昨季は61試合に登板して防御率1・97だった阪神加藤康介投手(35)が22日、甲子園で自主トレを行った。昨季の活躍にちょっぴり達成感を味わっていたが、昨年12月恩師の工藤公康氏(50=日刊スポーツ評論家)に“ダメ出し”を食らい目が覚めた。40歳現役を目指し妥協なく汗を流す。
誰もいない、寂しい甲子園から「熱気」が伝わってきた。加藤は外野フェンス際を黙々と走る。ロングダッシュも繰り返した。
加藤
今年がダメなら、逆戻りという気持ちはあります。この1年をいい形で終われるか、終われないかで、僕の人生が変わる。何でも3年…。3年、続けないと。1年間、1軍にいるのは去年、最高の目標だったけど、今年は最低ライン。最低50試合投げて、防御率1点台ですね。1年1年の積み重ねですけど、あと5年、何とかやりたい。

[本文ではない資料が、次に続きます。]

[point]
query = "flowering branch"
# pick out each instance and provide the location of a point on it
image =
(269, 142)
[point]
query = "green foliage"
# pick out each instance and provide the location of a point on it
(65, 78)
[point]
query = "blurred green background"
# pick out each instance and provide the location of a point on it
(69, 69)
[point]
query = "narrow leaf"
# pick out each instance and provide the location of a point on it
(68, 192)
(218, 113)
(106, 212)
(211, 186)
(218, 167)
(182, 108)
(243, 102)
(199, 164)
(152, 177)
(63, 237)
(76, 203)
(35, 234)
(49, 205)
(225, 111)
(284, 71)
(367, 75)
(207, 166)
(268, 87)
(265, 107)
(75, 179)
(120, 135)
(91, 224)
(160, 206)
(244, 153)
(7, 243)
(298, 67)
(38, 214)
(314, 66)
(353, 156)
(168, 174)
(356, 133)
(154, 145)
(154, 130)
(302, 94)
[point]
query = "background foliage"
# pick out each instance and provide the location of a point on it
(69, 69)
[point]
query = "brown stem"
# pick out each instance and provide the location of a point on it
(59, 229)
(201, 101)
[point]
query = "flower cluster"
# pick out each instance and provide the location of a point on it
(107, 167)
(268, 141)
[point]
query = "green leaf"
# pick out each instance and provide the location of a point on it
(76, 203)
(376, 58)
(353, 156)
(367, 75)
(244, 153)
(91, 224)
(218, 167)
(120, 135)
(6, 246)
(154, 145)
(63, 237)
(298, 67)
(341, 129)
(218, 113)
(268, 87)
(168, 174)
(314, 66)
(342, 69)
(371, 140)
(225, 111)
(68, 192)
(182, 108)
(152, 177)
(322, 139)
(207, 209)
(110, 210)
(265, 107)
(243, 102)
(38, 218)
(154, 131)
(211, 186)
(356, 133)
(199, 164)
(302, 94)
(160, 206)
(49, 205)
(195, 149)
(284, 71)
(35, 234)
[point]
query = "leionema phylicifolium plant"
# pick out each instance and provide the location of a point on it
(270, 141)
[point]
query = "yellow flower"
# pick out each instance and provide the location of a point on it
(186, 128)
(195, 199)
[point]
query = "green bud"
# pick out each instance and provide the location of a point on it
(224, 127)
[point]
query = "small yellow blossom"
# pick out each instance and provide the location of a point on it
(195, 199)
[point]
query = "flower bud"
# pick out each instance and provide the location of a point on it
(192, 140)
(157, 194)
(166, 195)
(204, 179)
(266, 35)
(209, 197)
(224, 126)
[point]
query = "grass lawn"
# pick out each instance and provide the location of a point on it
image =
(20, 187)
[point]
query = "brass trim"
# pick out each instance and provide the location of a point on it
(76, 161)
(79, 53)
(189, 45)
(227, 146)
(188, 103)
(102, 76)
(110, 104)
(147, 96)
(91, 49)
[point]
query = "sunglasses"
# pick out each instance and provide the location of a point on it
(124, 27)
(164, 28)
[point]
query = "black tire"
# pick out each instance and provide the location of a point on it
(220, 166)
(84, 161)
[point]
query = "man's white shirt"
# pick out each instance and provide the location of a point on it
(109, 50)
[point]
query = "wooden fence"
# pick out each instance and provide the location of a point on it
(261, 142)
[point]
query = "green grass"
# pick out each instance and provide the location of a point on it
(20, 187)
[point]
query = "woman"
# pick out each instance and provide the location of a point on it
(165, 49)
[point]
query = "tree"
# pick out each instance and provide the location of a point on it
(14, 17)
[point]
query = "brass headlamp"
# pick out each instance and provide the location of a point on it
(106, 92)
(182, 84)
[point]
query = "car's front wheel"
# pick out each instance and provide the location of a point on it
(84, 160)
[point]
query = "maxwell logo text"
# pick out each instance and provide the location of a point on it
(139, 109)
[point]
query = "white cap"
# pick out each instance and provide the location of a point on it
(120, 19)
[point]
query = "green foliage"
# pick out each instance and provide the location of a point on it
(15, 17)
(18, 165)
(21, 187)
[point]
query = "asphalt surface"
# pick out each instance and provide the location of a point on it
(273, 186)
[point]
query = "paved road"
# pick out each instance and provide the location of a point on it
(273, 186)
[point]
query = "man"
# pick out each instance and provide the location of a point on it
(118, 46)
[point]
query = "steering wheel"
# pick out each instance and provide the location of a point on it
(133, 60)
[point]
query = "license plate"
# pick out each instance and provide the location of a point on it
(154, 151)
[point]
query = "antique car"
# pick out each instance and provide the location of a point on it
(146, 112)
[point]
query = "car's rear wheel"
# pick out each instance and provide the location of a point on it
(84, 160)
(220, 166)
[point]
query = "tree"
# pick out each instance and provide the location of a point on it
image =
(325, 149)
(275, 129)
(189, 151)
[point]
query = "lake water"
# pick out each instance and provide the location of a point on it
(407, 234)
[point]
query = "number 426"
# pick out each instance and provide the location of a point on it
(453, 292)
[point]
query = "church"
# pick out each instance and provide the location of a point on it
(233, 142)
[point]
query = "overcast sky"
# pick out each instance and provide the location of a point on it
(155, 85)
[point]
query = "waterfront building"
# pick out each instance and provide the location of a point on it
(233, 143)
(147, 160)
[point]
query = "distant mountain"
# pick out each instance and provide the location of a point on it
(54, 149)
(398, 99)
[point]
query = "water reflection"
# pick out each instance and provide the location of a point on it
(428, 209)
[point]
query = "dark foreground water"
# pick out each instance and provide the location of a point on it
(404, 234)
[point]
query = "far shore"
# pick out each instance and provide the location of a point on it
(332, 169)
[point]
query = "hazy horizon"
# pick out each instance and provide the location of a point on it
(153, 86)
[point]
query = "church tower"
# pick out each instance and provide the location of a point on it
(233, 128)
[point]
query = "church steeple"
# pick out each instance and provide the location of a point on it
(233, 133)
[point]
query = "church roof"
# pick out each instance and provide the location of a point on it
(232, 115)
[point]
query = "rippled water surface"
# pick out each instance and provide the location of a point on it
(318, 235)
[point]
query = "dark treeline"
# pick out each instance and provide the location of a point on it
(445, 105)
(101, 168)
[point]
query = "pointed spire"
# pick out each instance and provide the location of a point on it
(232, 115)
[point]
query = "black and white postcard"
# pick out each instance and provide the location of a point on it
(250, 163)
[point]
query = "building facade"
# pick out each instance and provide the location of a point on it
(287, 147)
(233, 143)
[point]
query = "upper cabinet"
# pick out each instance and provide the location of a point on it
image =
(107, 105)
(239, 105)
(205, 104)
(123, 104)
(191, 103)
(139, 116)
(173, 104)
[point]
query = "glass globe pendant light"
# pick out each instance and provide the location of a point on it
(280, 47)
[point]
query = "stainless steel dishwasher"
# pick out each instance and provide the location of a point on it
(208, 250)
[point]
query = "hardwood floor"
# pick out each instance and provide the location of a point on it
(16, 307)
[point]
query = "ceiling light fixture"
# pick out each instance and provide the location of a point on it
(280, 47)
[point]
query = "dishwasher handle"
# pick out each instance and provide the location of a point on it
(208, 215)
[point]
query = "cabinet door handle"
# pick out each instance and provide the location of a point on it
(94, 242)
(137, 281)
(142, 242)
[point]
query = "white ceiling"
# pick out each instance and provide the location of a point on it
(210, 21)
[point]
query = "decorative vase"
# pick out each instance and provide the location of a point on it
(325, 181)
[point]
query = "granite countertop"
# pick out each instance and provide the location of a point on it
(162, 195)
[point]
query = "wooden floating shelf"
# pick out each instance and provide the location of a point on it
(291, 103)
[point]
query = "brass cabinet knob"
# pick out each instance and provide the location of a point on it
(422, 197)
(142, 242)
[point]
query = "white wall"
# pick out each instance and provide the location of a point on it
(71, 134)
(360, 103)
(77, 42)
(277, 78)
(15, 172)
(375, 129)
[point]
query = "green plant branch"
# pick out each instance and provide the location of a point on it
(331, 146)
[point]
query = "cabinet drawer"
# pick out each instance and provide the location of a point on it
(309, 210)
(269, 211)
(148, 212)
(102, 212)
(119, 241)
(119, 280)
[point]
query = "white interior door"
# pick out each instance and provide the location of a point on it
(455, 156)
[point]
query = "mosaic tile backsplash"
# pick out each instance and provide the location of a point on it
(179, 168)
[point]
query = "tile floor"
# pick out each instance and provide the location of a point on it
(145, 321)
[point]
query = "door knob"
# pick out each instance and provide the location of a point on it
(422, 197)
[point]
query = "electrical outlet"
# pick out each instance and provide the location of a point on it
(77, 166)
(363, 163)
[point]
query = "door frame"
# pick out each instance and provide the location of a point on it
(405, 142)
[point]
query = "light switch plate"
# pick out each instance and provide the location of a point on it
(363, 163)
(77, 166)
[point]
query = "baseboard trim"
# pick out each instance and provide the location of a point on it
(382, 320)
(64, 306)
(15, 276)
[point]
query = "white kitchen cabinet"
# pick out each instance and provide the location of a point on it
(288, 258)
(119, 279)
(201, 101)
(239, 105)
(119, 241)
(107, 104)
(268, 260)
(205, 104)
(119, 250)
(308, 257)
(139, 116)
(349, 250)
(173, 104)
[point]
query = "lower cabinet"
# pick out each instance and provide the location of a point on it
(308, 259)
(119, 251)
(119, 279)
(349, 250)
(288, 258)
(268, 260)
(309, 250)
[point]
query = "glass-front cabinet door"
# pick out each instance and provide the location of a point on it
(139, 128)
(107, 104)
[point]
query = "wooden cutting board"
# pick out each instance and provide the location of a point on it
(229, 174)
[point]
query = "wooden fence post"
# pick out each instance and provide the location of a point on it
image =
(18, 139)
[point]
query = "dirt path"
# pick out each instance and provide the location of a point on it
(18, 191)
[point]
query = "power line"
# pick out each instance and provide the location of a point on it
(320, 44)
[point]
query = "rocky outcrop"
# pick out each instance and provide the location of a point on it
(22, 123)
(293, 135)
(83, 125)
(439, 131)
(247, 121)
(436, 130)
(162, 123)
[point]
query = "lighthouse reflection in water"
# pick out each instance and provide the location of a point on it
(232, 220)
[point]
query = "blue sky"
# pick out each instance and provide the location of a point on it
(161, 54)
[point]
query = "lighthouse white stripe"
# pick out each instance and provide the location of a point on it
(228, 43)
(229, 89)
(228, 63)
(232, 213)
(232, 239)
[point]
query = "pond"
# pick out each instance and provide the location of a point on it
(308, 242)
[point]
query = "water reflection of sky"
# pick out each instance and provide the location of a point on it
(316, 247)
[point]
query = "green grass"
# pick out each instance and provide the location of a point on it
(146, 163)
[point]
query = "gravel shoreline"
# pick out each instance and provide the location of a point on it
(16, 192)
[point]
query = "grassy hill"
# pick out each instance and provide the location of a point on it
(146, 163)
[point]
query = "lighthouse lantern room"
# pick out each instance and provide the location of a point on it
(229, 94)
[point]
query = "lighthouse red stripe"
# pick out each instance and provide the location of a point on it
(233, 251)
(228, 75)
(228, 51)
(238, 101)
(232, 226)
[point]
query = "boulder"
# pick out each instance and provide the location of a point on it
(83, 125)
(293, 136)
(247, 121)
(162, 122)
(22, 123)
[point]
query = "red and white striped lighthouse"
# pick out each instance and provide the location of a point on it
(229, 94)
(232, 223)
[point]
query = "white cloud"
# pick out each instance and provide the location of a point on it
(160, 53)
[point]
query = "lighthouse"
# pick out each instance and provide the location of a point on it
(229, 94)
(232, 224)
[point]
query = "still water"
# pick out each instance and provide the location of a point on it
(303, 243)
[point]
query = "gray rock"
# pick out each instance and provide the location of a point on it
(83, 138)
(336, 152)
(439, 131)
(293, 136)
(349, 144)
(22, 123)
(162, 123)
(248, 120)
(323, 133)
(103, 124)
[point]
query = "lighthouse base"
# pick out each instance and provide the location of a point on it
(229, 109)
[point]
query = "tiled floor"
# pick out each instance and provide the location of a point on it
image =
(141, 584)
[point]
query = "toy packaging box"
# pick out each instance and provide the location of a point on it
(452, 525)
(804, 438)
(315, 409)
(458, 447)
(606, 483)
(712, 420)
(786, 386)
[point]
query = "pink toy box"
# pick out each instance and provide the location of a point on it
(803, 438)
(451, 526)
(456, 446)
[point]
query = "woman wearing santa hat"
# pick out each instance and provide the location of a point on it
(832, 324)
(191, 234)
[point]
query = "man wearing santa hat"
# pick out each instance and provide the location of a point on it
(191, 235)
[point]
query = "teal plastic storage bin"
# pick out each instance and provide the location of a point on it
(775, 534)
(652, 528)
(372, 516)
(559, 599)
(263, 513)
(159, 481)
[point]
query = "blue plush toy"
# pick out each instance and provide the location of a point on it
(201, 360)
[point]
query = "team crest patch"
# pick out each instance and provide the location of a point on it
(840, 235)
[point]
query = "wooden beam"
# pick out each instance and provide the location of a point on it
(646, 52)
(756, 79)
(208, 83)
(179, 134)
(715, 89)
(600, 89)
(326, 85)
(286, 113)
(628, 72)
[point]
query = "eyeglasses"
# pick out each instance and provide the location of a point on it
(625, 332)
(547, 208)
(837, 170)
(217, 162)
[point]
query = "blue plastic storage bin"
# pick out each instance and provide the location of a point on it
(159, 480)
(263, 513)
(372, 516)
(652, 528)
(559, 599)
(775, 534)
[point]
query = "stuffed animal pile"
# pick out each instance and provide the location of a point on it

プロ14年目のベテランは苦節の連続だ。1度のトレード、2度の戦力外通告…。そこからはい上がり昨季は大車輪の働きだ。それでも、一息つかずに「40歳現役」を目指す。師匠のひと言が後押しだった。昨年12月、横浜でチームメートだった工藤公康氏に会った。野球観に心酔し、224勝を挙げた大先輩からはシーズンのねぎらいもそこそこに、奮起をうながす強烈な“ビンタ”を浴びた。
加藤
すぐに(心境を)察知したんだと思います。まだ、これもできない、あれもできない…という感じで。まだまだアカン、と。去年は自分の掲げた目標をクリアできて少し達成感を覚えてしまっていた。これを引きずってはいけない。現状に満足してはいけないとね。「まだまだ」と思わせてくれる存在ですね。
阪神の左腕で最年長だ。加藤は「今年1年がすごく大切です」と語気を強める。苦労人が描くサクセスストーリーもまた濃密なドラマだ。細腕をしならせるため、愚直なまでに真っすぐ歩く。【酒井俊作】<阪神加藤の天国と地獄>
◆01年
前年ドラフト2位でロッテに入団。1年目から9勝をマークし、期待に応えた。
◆02年
自己最多の11勝を挙げ、先発の地位確立。
◆03年
体調不良でわずか1勝にとどまった。その後、故障が相次ぐ。
◆07年
金銭トレードでオリックスに移籍。
◆08年
オフに戦力外通告。トライアウトを受けて、横浜に入団。
◆10年
オフに戦力外通告。阪神秋季キャンプに参加して、入団が決定。
◆12年
41試合に登板して防御率0・83。
◆13年
61試合に登板して防御率1・97。